第290話 んがー。
「んがーっ!」
アレンはジェスチャーが上手くできないことに頭を抱えて、そのまま木のベッドへゴロンと横になった。
んージェスチャーでの会話は面倒くさいなぁ。
だけど、これに時間が掛かるのは仕方ないことか。
こういうのを中途半端にすると、後々厄介なことになったりするから。
うん、少し進歩はあったか?
ルルマとジェスチャー会話を繰り返すうちに、ルルマの喋る言葉で『はい』、『いいえ』、『あれ』、『それ』、『ある』、『ない』、『水』、『大地』、『剣』、『金』、『使う』、『現在』などなど聞き取れる言葉が出てきた。
それは進歩だろう。
ただ、発音が特徴的だから……自分から話せるかって言うと微妙だが。
はぁ、五十歳になって新しい言語を一つ覚えることになるとなぁ。
アレンがしばらく考えを巡らせながら、ベッドの上でゴロゴロしていた。
すると、少し不安げな表情を浮かべたルルマが声を掛けてくる。
『あのすみません』
「んー急いでも仕方ないな……っとそろそろ昼食か」
ルルマの不安をよそにアレンは立ち上がった。

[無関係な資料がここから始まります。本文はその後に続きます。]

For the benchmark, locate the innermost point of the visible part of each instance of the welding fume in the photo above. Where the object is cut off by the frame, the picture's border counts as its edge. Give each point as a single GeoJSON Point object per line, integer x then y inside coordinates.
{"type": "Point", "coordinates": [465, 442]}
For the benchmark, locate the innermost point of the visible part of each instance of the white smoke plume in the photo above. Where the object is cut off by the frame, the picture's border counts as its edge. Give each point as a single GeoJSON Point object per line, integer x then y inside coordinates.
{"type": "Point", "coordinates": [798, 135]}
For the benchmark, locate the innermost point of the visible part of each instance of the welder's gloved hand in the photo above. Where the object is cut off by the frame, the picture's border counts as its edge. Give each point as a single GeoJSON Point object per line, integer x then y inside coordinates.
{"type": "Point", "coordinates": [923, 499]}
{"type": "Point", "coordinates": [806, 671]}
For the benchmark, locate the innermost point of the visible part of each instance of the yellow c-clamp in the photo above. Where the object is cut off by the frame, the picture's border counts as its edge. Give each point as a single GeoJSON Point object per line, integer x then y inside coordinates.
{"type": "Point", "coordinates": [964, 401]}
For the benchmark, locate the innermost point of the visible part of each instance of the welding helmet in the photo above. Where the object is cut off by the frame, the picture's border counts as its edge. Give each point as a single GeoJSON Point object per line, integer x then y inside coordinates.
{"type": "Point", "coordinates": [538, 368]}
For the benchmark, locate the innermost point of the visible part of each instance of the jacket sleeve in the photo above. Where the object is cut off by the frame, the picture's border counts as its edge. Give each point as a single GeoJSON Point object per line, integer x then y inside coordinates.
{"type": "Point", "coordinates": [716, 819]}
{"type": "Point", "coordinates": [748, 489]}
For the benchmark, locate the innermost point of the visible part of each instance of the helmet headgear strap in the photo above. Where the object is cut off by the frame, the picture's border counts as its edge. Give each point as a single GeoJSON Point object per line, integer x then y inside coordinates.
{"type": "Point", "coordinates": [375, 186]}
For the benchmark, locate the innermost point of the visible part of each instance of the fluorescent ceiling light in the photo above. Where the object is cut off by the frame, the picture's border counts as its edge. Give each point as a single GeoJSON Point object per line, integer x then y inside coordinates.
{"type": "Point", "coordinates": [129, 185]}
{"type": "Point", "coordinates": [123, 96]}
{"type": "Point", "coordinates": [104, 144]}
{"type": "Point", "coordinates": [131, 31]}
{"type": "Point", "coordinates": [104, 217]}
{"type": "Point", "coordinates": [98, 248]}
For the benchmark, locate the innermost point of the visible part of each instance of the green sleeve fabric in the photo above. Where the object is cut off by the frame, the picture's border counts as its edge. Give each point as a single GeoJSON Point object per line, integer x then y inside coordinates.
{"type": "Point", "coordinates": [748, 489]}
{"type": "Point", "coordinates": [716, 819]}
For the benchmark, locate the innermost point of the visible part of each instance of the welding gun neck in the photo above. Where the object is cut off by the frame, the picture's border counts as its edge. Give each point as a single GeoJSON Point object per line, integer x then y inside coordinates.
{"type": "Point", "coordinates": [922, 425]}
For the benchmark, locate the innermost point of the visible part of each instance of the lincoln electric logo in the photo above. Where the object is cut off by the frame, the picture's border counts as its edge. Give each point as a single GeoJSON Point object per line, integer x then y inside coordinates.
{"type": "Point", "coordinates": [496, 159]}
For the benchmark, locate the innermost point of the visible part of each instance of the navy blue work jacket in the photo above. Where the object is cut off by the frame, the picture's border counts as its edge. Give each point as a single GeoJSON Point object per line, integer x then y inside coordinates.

そして、ルルマと視線を合わせてニコリと笑い、続けて口を開く。
「さ、昼食にしよう」
アレンはルルマの頭をポンポンと軽く叩くと、部屋から出て行った。
アレンの後ろ姿を見送ったルルマは頭に手をあてて、俯く。
な、何とかなったのかな?
分からない。けど、笑っていた。
たぶん、大丈夫。
もう……ガルパラはいつまで風呂に入っているの?
馬鹿なの?
風呂が気持ちいいのはわかるけど。
確かに私が交渉すると言っていたけど……ガルパラも隣で話を黙って聞いていて欲しかった。
……いや、なんか面倒になりそうだから、居なくてよかった?
それよりも、また交渉することになるのかな?
けどお金も宝剣も女もいらないみたい?
ただ……私達に対して何か欲しいモノがあるようだけど、何が欲しいのか……よくわからい。
なんなんだろう?
私達としては成功するにしても失敗するにしても早く交渉を終わらせたいところなんだけど……困ったなぁ。
ルルマは、ゴロンとベッドへと横になる。
『んがー』
この日からアレンとルルマによるジェスチャーでの交渉が続くことになるのだった。